Covariance of sample .. math:

\text{COV}(y, \hat{y}) = \frac{\sum_{i=1}^{N} (y_i - mean(Y)) (\hat{y}_i - mean(\hat{Y}))}{N - 1}
  • There is no best value, bigger value is better. Range = [-inf, +inf)

  • Positive covariance: Indicates that two variables tend to move in the same direction.

  • Negative covariance: Reveals that two variables tend to move in inverse directions.

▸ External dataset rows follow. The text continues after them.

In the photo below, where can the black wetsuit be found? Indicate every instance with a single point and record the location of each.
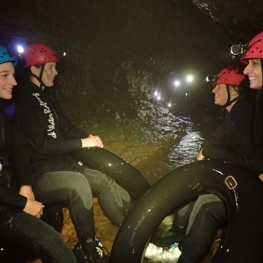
(233, 139)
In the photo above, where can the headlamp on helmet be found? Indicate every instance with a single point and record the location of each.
(5, 56)
(238, 49)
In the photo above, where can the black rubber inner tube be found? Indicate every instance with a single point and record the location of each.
(241, 193)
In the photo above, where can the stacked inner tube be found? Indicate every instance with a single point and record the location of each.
(240, 190)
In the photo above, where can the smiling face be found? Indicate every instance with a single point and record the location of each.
(254, 72)
(221, 96)
(48, 76)
(7, 80)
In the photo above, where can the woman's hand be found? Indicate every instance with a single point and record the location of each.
(26, 191)
(92, 141)
(34, 208)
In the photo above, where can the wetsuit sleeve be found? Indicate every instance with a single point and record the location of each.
(21, 156)
(68, 129)
(36, 130)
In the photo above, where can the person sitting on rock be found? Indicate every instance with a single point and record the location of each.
(232, 140)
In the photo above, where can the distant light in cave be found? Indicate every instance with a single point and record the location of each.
(177, 83)
(189, 78)
(20, 49)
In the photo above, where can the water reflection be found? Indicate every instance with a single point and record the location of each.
(183, 153)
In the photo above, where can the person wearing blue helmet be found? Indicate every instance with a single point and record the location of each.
(20, 213)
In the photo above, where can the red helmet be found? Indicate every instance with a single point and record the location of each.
(37, 54)
(230, 75)
(254, 49)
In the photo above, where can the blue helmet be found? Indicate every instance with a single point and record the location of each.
(5, 56)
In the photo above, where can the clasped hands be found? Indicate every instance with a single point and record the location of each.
(32, 207)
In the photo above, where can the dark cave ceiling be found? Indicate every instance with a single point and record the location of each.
(240, 19)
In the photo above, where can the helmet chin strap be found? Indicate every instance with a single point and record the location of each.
(229, 102)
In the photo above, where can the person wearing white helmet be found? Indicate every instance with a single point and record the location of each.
(20, 224)
(53, 138)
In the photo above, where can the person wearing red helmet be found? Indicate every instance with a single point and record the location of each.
(20, 213)
(253, 58)
(53, 138)
(232, 140)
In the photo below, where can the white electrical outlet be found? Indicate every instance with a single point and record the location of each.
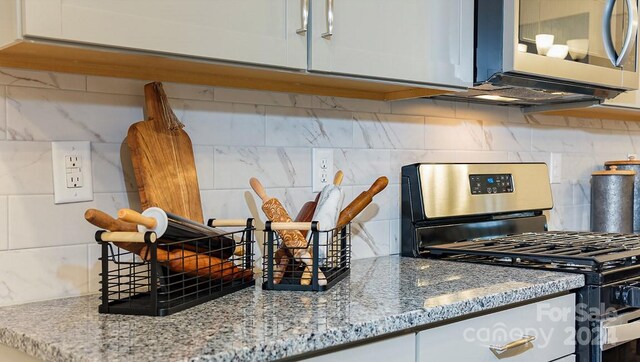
(555, 169)
(72, 180)
(322, 168)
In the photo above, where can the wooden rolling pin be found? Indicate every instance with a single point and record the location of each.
(292, 239)
(363, 200)
(219, 268)
(104, 221)
(168, 226)
(197, 264)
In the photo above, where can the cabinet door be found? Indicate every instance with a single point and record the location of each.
(398, 349)
(550, 322)
(249, 31)
(422, 41)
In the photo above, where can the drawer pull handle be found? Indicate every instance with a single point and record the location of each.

  • COV is a measure of the relationship between two random variables evaluates how much – to what extent – the variables change together, does not assess the

dependency between variables. + Link to equation

Example to use COV metric:

from numpy import array
from permetrics.regression import RegressionMetric

## For 1-D array
y_true = array([3, -0.5, 2, 7])
y_pred = array([2.5, 0.0, 2, 8])

evaluator = RegressionMetric(y_true, y_pred)
print(evaluator.covariance())

## For > 1-D array
y_true = array([[0.5, 1], [-1, 1], [7, -6]])
y_pred = array([[0, 2], [-1, 2], [8, -5]])

evaluator = RegressionMetric(y_true, y_pred)
print(evaluator.COV(multi_output="raw_values"))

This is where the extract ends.